As Congress grapples to define systemic risk regulator, the Investment Company Institute (ICI), the mutual fund trade group, has laid out what it thinks a systemic risk regulator’s role should be, and, more broadly, how financial services reform should take shape.

The House Financial Services Committee plans to hold its next hearing on financial services reform on March 26, with Treasury Secretary Timothy Geithner testifying.

The ICI notes in a March 3 paper detailing its recommendations on how lawmakers should proceed in revamping financial services, that as the current financial crisis has shown, “our system is vulnerable to risks that have the potential to spread rapidly throughout the system and cause significant damage.” Therefore, the ICI says that a systemic risk regulator should monitor the financial markets broadly; analyze changing conditions in domestic and overseas markets; evaluate the risks of practices as they evolve and identify those that are of such nature and extent that they implicate the health of the financial system at large; and act to mitigate such risks in coordination with other responsible regulators. At the same time, the ICI states, “very careful consideration should be given to the specifics of how the Systemic Risk Regulator will be authorized to perform its functions and how it will relate to other financial regulators.”
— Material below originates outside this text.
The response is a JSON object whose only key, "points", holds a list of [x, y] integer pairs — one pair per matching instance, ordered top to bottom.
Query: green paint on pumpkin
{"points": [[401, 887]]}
More broadly, the ICI suggests creating a “regulatory framework that enhances regulatory efficiency, limits duplication, closes regulatory gaps, and emphasizes the national character of the financial services industry.” The ICI is in favor of creating a new “Capital Markets Regulator” to “encompass the combined functions of the Securities and Exchange Commission and the Commodity Futures Trading Commission, thus creating a single independent federal regulator responsible for oversight of U.S. capital markets, market participants, and all financial investment products.” Also to achieve these goals, ICI recommends that “Congress consider consolidation of the regulatory structure for the banking sector and authorization of an optional federal charter for insurance companies. Such a regulatory framework–with one or more dedicated regulators to oversee each major financial services sector–would maintain specialized regulatory focus and expertise, as well as avoid the potential for one industry sector to take precedence over the others in terms of regulatory priorities or the allocation of resources.”